NEW YORK (1010 WINS) – Animal rights advocates marched in Central Park on Sunday, a day after a carriage horse collapsed there and later died.
Video shot by a pedicab driver on Saturday afternoon shows the horse falling onto a roadway in the park and struggling to get up.
Animal rights advocates accused the carriage driver of not calling in a veterinarian and tying the horse's legs before hauling the animal into a trailer to go back to the stable, where the horse was euthanized.
The advocacy group NYCLASS took part in Sunday's protest.
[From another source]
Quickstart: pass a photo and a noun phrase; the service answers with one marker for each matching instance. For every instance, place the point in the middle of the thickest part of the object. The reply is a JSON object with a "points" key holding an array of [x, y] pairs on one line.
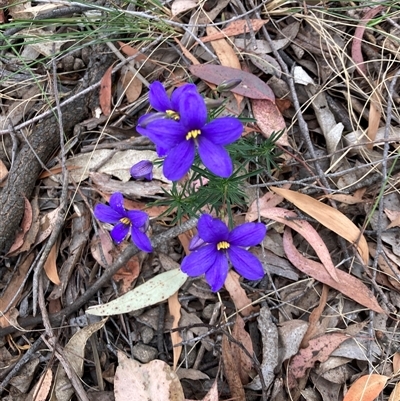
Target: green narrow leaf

Edita Birnkrant, the executive director of the group, said the horse was treated inhumanely.
Mayor Bill de Blasio, who unsuccessfully tried to get carriage horses banned in the past, said the NYPD's Animal Cruelty Squad is investigating the incident.
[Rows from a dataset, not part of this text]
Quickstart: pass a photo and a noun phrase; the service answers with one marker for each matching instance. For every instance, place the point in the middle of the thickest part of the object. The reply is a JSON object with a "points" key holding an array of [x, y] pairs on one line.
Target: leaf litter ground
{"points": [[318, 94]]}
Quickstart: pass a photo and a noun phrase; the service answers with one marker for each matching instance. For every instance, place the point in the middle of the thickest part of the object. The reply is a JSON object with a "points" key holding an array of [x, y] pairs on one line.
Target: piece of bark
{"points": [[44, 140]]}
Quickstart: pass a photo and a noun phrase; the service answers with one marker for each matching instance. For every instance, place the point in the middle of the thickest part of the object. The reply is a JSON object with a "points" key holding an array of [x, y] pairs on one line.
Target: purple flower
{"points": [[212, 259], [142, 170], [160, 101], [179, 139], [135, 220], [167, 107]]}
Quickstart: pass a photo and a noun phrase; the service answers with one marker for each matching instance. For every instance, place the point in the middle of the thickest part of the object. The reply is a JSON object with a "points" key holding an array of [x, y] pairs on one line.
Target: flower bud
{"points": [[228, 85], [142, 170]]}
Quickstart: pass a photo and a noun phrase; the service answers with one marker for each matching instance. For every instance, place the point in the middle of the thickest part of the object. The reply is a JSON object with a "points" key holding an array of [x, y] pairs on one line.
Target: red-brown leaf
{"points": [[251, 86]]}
"We have footage of multiple carriage drivers tying this horse up, dragging, shoving, pushing him like a piece of machinery," Birnkrant said. "This horse was killed by carriage drivers by their lack of compassion, by their greed."
City Council Speaker Corey Johnson and city Comptroller Scott Stringer also responded to the video.
There should be an immediate investigation into what happened to this horse and the cause of death.
— Corey Johnson (@CoreyinNYC) March 1, 2020
This video is painful to watch and the public deserves answers. https://t.co/9NKvqWJgv8
Absolutely heartbreaking to watch the video of a horse suffering and dying in Central Park.
— Scott M. Stringer (@NYCComptroller) March 1, 2020
How we treat our animals is a measure of our decency—this tragic incident must be fully investigated.
In NYC, animal safety matters.
The Horse and Carriage Association of New York City said the horse had only gone out on a single ride before the 12-year-old mare, Aisha, suffered what appeared to have been a heart problem.
The association insisted that a veterinarian and an emergency horse trailer were immediately called and that standard protocols for large animals were followed. They said the vet and trailer arrived within 10 minutes, but the horse couldn't get up and was slid into the trailer. The mare was then taken to a stable on 52nd Street.
"Unfortunately, she was never able to stand, apparently due to cardiac insufficiency in her hind end, and her owner, in consultation with the vet, made the difficult but humane decision to put her to sleep," the association said in the statement.
Robert Boyle, a carriage driver at the same stable where the horse who died, said they did "everything to save the horse" but "unfortunately it didn't work out."
"You just cannot pick up a horse like a human being and put them into a trailer," he said.